Ist das mit dem Wesen einer amtlichen Ausschreibung vereinbar? Sinn jeder Ausschreibung ist schließlich auch die gleichmäßige Information aller Interessierten; niemand soll durch umfangreichere oder frühere Informationen einen Vorteil gegenüber anderen haben - die Ausschreibung gibt sozusagen den Startschuss für das Bewerbungsrennen. Damit verbunden ist aber auch, dass die Ausschreibungsinhalte nicht bereits vor der amtlichen Veröffentlichung weitergeleitet werden, und sei es "bloß" vom Amtsblatt zur Redaktion. Schließlich könnte sich ja selbst ein Kulturredakteur der Wiener Zeitung als Operndirektor bewerben (zumal gerade dieser Redakteur ohnehin - damit ist er allerdings in Wien nicht allein - der Meinung sein dürfte, oberster Auskenner in Sachen Oper zu sein).

Qualitätszeitungen haben aus guten Gründen "Chinese Walls" zwischen Anzeigenabteilung und Redaktion. Wollte die Wiener Zeitung eine Qualitätszeitung sein - und solange sie zu 100% im Eigentum der Republik steht, sollte sie das wohl anstreben -, so würde es ihr nicht schaden, sich an solchen Standards zu orientieren.
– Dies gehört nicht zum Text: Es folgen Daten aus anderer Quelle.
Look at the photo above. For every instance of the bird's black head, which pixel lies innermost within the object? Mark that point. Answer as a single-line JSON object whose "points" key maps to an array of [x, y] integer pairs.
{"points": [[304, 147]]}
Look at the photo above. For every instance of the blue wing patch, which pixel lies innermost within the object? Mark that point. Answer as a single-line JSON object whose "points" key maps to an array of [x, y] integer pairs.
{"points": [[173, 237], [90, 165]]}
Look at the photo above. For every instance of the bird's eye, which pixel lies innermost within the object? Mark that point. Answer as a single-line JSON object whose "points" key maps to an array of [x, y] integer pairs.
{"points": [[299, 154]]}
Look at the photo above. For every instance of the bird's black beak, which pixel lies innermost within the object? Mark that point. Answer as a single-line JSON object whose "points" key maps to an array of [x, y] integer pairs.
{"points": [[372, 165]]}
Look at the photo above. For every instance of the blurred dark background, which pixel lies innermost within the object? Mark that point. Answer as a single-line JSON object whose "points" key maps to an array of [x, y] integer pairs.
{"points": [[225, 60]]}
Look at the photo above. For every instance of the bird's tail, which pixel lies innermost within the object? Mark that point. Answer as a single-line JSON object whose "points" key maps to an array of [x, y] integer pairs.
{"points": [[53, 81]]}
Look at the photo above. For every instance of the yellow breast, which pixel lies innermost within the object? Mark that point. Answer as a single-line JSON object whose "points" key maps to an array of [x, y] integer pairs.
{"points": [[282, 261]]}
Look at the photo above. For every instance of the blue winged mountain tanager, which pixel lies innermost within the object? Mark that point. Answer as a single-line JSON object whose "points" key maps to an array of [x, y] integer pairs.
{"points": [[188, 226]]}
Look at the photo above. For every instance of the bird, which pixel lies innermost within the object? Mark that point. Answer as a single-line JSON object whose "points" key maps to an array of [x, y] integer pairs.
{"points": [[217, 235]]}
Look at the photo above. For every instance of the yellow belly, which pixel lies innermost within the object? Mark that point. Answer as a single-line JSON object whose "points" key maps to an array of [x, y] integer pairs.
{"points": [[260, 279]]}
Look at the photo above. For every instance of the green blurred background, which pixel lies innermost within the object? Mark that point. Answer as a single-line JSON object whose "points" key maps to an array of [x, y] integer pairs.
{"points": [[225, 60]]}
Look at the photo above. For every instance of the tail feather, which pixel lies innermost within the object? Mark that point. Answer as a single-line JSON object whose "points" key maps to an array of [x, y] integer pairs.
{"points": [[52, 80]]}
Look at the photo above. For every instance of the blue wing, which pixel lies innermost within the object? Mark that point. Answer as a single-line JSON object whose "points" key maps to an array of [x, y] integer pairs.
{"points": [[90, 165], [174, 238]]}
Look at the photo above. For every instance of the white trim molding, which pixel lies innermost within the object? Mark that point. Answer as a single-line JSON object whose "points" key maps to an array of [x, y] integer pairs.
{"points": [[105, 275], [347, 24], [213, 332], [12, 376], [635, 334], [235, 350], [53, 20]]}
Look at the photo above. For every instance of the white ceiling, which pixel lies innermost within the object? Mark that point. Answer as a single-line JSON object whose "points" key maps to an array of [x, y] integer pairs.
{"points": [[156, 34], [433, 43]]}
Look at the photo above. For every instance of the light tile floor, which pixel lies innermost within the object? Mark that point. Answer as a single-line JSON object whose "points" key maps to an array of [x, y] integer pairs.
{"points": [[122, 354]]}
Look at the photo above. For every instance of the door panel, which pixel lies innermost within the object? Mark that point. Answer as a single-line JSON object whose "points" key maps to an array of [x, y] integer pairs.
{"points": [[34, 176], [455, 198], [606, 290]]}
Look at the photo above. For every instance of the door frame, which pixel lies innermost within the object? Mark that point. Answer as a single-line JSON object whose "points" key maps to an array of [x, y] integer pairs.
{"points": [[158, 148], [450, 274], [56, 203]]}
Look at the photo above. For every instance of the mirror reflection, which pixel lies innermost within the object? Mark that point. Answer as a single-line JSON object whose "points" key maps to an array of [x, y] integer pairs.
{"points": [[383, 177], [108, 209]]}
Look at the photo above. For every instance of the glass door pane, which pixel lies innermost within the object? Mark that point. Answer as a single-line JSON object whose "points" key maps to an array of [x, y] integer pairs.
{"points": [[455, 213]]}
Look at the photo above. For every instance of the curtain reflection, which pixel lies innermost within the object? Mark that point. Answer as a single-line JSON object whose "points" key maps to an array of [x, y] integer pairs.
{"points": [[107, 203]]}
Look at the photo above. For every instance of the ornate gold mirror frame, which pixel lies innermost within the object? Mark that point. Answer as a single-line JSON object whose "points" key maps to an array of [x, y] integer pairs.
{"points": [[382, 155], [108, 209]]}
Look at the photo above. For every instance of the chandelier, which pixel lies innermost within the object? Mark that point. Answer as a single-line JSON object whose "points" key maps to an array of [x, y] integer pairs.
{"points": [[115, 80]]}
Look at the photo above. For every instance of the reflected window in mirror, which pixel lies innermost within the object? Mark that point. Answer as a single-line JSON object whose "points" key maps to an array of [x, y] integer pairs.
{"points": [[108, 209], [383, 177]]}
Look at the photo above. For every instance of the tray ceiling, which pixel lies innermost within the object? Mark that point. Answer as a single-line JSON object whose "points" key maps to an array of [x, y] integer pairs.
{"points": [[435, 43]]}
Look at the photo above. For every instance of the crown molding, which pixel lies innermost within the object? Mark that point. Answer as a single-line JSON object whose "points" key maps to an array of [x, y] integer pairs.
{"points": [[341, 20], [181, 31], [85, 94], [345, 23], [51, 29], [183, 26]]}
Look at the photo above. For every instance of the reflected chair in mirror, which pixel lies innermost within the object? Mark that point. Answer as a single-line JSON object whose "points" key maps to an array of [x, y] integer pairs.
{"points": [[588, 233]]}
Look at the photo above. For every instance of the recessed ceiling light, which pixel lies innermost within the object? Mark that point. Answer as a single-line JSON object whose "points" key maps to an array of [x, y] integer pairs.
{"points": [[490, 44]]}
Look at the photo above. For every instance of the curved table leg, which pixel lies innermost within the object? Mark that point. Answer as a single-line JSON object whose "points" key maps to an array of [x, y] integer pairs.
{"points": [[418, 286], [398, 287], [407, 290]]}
So aber scheint es, als ob nicht bloß das Entgelt für die Pflichtveröffentlichungen - aus dem sich die Wiener Zeitung laut Medienministerin Bures "hauptsächlich finanziert" (Quelle: Interview mit Harald Fidler auf derStandard.at) -, sondern auch noch deren Informationsgehalt dazu verwendet wird, im Wettbewerb mit anderen Zeitungen einen kleinen Vorsprung zu erzielen, und sei es nur durch das (die Kulturredaktion der Wiener Zeitung auszeichnende) Alleinstellungsmerkmal allgemein missmutiger Kommentare zu gleichzeitig veröffentlichten amtlichen Ausschreibungen.

Aber - auch hier zitiere ich Medienministerin Bures auf derStandard.at - die "Wiener Zeitung ... hat das Problem eines Verfahrens über die Veröffentlichungspflicht von Ausschreibungen dort. ... Die Zukunft und finanzielle Basis der Wiener Zeitung wird von diesem Verfahren abhängig sein. Das ist abzuwarten, und dann sind die nächsten Schritte zu diskutieren, also die Finanzierung und der weitere Fortbestand der Wiener Zeitung."
Dieser Diskussion - zu der ich hier, hier und hier schon einen kleinen Beitrag geleistet habe - sehe ich mit Interesse entgegen.